# DreamChii Blankii headin to UK (steph)



## pigeonsheep (Nov 8, 2008)

yay another blankii headin out international ^_^

front








back








embroidery! new chihuahua patterns available. currently have shorthair and a longhair one which is beautiful  gettin more soon :lol:









kinda messed up on the colorin of the chi....but yea...umm i guess it looks like it has sunglasses on, woohoo! :scratch:


----------



## pastel (Jan 12, 2012)

Cool embroidery!


----------



## ~LS~ (Oct 29, 2011)

Aww so cute! 
I can't wait to get mine!!! I hope it comes soon.


----------



## *Princess* (Feb 7, 2009)

thats awsome! i love the back x


----------



## pigeonsheep (Nov 8, 2008)

pastel said:


> Cool embroidery!


thanks!!!  i love the longhair one too  will show that soon



~LS~ said:


> Aww so cute!
> I can't wait to get mine!!! I hope it comes soon.

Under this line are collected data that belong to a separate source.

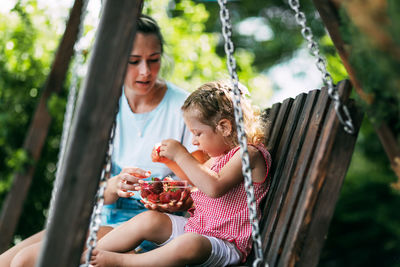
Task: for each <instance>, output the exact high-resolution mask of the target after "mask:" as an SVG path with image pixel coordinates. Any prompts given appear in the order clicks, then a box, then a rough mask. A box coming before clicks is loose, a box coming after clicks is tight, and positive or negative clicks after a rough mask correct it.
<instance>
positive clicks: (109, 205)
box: [0, 15, 201, 267]
mask: <svg viewBox="0 0 400 267" xmlns="http://www.w3.org/2000/svg"><path fill="white" fill-rule="evenodd" d="M163 44H164V41H163V38H162V35H161V32H160V28H159V26H158V25H157V23H156V21H154V20H153V19H152V18H151V17H148V16H145V15H142V16H141V17H140V18H139V19H138V23H137V32H136V37H135V41H134V45H133V49H132V52H131V53H130V55H129V64H128V68H127V72H126V76H125V81H124V87H123V90H122V91H123V92H122V96H121V99H120V106H119V113H118V115H117V118H116V122H117V124H116V132H115V139H114V152H113V155H112V166H113V168H112V175H115V176H113V177H112V178H111V179H110V180H109V182H108V185H107V189H106V192H105V196H104V197H105V204H109V205H106V206H105V207H104V211H103V214H102V219H103V226H102V227H101V228H100V230H99V232H98V236H99V238H101V237H102V236H103V235H104V234H105V233H107V232H109V231H110V230H111V229H112V227H114V226H116V225H118V224H120V223H122V222H124V221H126V220H128V219H130V218H131V217H133V216H135V215H137V214H139V213H141V212H143V211H145V210H146V207H144V206H143V204H142V203H140V201H139V196H137V195H135V194H134V193H133V192H130V190H134V186H133V185H132V184H133V183H136V182H137V180H138V178H145V177H146V178H147V177H150V176H156V177H165V176H166V175H170V174H172V173H171V170H170V169H169V168H167V167H166V166H165V165H164V164H161V163H154V162H152V161H151V157H150V155H151V152H152V149H153V146H154V144H156V143H158V142H160V140H163V139H167V138H174V139H177V140H180V141H181V143H182V144H183V145H185V146H186V147H189V148H191V150H193V146H192V145H191V143H190V140H191V137H190V133H189V131H188V130H187V129H186V126H185V124H184V121H183V118H182V114H181V111H180V107H181V105H182V103H183V102H184V100H185V98H186V96H187V93H186V92H184V91H183V90H182V89H179V88H177V87H176V86H174V85H172V84H170V83H168V82H165V81H163V80H161V79H159V77H158V74H159V71H160V67H161V56H162V54H163ZM200 154H201V153H200ZM133 166H135V167H133ZM171 168H172V169H173V166H171ZM145 170H150V171H151V173H150V172H149V171H145ZM148 208H153V209H154V208H157V207H148ZM43 236H44V231H41V232H39V233H37V234H35V235H33V236H31V237H29V238H27V239H25V240H24V241H22V242H20V243H19V244H17V245H16V246H14V247H12V248H10V249H9V250H8V251H6V252H4V253H3V254H2V255H0V267H3V266H34V264H35V262H36V259H37V258H38V256H39V252H40V245H41V240H42V238H43Z"/></svg>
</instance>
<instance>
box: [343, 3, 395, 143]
mask: <svg viewBox="0 0 400 267" xmlns="http://www.w3.org/2000/svg"><path fill="white" fill-rule="evenodd" d="M387 2H388V6H387V10H383V12H384V14H381V16H386V17H381V19H380V20H377V21H373V22H370V23H369V24H368V25H367V26H368V27H369V28H368V29H365V28H364V27H365V26H366V25H364V24H363V23H362V22H360V21H354V19H352V18H351V14H349V13H348V12H346V9H343V10H342V12H341V17H342V18H343V22H344V25H343V26H342V28H341V30H342V33H343V38H344V41H345V42H346V43H347V44H349V45H350V46H351V53H350V63H351V65H352V66H353V67H354V69H355V71H356V77H357V79H358V80H359V81H360V83H361V86H362V88H363V90H364V91H365V92H366V93H369V94H371V95H372V96H373V97H374V103H373V105H368V104H366V103H365V102H364V101H359V102H360V103H363V104H364V108H365V110H366V111H367V113H368V116H369V118H370V120H372V121H373V122H374V124H376V125H379V124H380V123H381V122H386V124H387V125H389V126H390V127H391V129H392V130H393V132H394V133H399V132H400V120H399V118H400V79H399V75H398V72H397V70H398V69H400V40H399V37H398V32H399V31H398V30H399V28H400V18H399V16H398V14H399V12H398V11H399V10H400V3H399V2H398V1H387ZM363 11H364V12H363V13H364V14H362V16H364V19H368V16H372V15H374V14H373V13H372V14H369V13H366V12H365V11H366V9H365V10H363ZM396 11H397V13H396ZM355 23H356V24H355ZM364 23H365V22H364ZM382 38H387V39H385V40H384V41H383V40H382V42H380V40H381V39H382ZM397 136H398V140H400V136H399V135H398V134H397Z"/></svg>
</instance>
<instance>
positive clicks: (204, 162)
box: [165, 150, 209, 182]
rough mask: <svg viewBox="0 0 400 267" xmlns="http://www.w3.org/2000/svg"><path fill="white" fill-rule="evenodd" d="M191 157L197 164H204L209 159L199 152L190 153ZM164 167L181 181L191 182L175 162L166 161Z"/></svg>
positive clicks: (192, 152)
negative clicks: (182, 180) (176, 176)
mask: <svg viewBox="0 0 400 267" xmlns="http://www.w3.org/2000/svg"><path fill="white" fill-rule="evenodd" d="M191 155H192V156H193V157H194V158H195V159H196V161H197V162H199V163H201V164H202V163H205V162H206V161H207V160H208V159H209V157H208V156H207V155H206V154H205V153H203V151H200V150H196V151H194V152H192V153H191ZM165 165H167V167H168V168H169V169H170V170H171V171H172V172H173V173H175V175H176V176H178V177H179V178H181V179H182V180H187V181H189V182H191V181H190V179H189V178H188V177H187V176H186V174H185V172H184V171H183V170H182V169H181V167H179V165H178V164H177V163H176V162H175V161H172V160H167V161H166V162H165Z"/></svg>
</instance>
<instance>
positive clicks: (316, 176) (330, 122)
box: [246, 80, 363, 267]
mask: <svg viewBox="0 0 400 267" xmlns="http://www.w3.org/2000/svg"><path fill="white" fill-rule="evenodd" d="M338 87H339V93H340V96H341V99H342V101H343V102H344V103H347V106H348V107H350V108H351V116H352V119H353V123H354V128H355V132H356V133H355V134H354V135H350V134H348V133H346V132H345V131H344V130H343V126H342V125H341V124H340V122H339V121H338V119H337V116H336V112H335V109H334V105H333V103H331V100H330V98H329V96H328V92H327V90H326V89H322V90H313V91H310V92H309V93H307V94H300V95H299V96H297V97H296V98H295V99H294V100H293V99H286V100H284V101H283V102H282V103H281V104H280V103H277V104H274V105H273V106H272V108H271V109H268V110H266V112H265V114H266V116H269V117H268V119H269V120H270V126H271V127H272V129H269V130H268V129H267V130H268V132H267V136H268V135H269V139H268V142H267V147H268V148H269V150H270V153H271V156H272V162H273V163H272V166H271V176H272V182H271V188H270V191H269V193H268V195H267V197H266V199H265V201H264V203H263V205H264V207H263V208H262V212H263V215H262V219H261V221H260V229H261V236H262V241H263V252H264V259H265V260H266V262H268V264H269V266H285V267H286V266H295V265H296V266H307V267H308V266H316V265H317V264H318V260H319V255H320V252H321V250H322V246H323V242H324V240H325V235H326V233H327V231H328V227H329V223H330V221H331V218H332V215H333V212H334V208H335V205H336V201H337V199H338V196H339V192H340V188H341V185H342V183H343V179H344V176H345V174H346V172H347V168H348V166H349V164H350V160H351V156H352V153H353V150H354V146H355V141H356V138H357V133H358V130H359V128H360V125H361V121H362V117H363V114H362V113H361V112H360V111H359V110H358V109H357V108H356V107H355V105H354V102H352V101H350V102H349V95H350V92H351V85H350V82H349V81H347V80H345V81H342V82H340V83H339V85H338ZM253 260H254V254H251V256H249V258H248V260H247V262H246V264H247V265H251V262H252V261H253Z"/></svg>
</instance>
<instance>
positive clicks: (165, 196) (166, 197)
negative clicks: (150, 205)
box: [160, 192, 171, 204]
mask: <svg viewBox="0 0 400 267" xmlns="http://www.w3.org/2000/svg"><path fill="white" fill-rule="evenodd" d="M170 201H171V194H170V192H163V193H161V194H160V202H161V203H163V204H164V203H169V202H170Z"/></svg>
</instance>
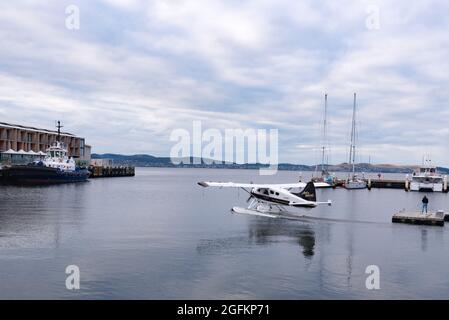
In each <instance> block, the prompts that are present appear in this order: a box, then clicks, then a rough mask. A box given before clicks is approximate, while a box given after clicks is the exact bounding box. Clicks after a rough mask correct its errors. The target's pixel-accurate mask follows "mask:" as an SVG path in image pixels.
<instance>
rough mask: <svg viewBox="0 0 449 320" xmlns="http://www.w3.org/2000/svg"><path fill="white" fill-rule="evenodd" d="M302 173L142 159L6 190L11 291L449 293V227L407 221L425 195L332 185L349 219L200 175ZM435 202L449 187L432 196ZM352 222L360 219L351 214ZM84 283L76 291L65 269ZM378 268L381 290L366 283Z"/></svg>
mask: <svg viewBox="0 0 449 320" xmlns="http://www.w3.org/2000/svg"><path fill="white" fill-rule="evenodd" d="M297 178H298V173H297V172H280V173H278V174H277V175H276V176H274V177H260V176H258V171H253V170H212V169H156V168H154V169H153V168H152V169H138V171H137V176H136V177H135V178H115V179H103V180H101V179H98V180H92V181H91V182H89V183H84V184H76V185H66V186H56V187H36V188H20V187H0V289H1V290H0V298H44V299H46V298H63V299H79V298H84V299H86V298H87V299H97V298H100V299H103V298H107V299H115V298H126V299H137V298H149V299H157V298H165V299H176V298H177V299H186V298H187V299H197V298H198V299H211V298H223V299H234V298H244V299H253V298H254V299H264V298H268V299H311V298H337V299H346V298H351V299H352V298H356V299H380V298H385V299H396V298H425V299H435V298H437V299H441V298H446V299H448V298H449V277H447V274H448V271H449V230H448V228H449V227H448V226H446V227H443V228H441V227H424V226H410V225H397V224H395V225H393V224H391V223H390V219H391V215H392V214H393V213H394V212H395V211H398V210H400V209H402V208H407V209H416V208H417V207H418V205H419V203H420V200H421V197H422V194H418V193H407V192H404V191H402V190H372V191H366V190H358V191H346V190H338V189H337V190H319V192H318V197H319V199H320V200H323V201H325V200H327V199H332V200H333V202H334V205H333V206H332V207H327V206H323V207H320V208H318V209H314V210H313V211H310V212H309V214H311V215H315V216H317V217H326V218H331V219H335V220H336V221H320V220H315V221H309V222H301V221H286V220H272V219H268V218H261V217H249V216H242V215H232V214H230V211H229V209H230V208H231V207H232V206H235V205H240V206H245V201H246V198H247V195H246V194H245V193H244V192H241V191H240V192H238V191H237V190H229V189H222V190H218V189H206V190H205V189H203V188H201V187H199V186H197V185H196V182H197V181H199V180H221V181H240V182H248V181H254V182H293V181H297ZM429 198H430V208H431V209H449V202H448V200H449V195H447V194H430V196H429ZM338 219H343V220H347V219H351V220H357V221H364V222H362V223H351V222H342V221H337V220H338ZM71 264H75V265H77V266H79V268H80V270H81V290H79V291H76V292H72V291H68V290H67V289H66V288H65V279H66V274H65V268H66V266H68V265H71ZM373 264H374V265H378V266H379V267H380V270H381V289H380V290H378V291H369V290H367V289H366V287H365V279H366V277H367V275H366V274H365V268H366V267H367V266H368V265H373Z"/></svg>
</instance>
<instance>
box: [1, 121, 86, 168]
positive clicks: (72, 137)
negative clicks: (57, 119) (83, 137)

i cant wait for u to get it!!!! should be another week lol



*Princess* said:


> thats awsome! i love the back x


thanks princess!  i love it too hehe~ pink pink!


----------



## Jerry'sMom (May 5, 2009)

great job! love the "sunglasses" :coolwink:


----------



## pigeonsheep (Nov 8, 2008)

Jerry'sMom said:


> great job! love the "sunglasses" :coolwink:


thankie lmaooooo! the sunglasses are supposed to be eyes and eyebrows...lmaoooo. i made them the same color by accident and the nose became white lmaoooo


----------



## elaina (Jul 1, 2008)

oh, i love it! i've always loved that color combination pink and black, so pretty. and love the embroidery


----------



## pigeonsheep (Nov 8, 2008)

thankie elaine! u should totally get 1, hint hint! :lol:


----------



## elaina (Jul 1, 2008)

i know, i know... maybe for minnie and tootsies birthday. its in March. i will let you know


----------



## ~LS~ (Oct 29, 2011)

pigeonsheep said:


> i cant wait for u to get it!!!! should be another week lol



...or not... lol


----------



## pigeonsheep (Nov 8, 2008)

elaina said:


> i know, i know... maybe for minnie and tootsies birthday. its in March. i will let you know


teehee! 



~LS~ said:


> ...or not... lol


LOL! when i saw this....i was frantically lookin for the pictures!


----------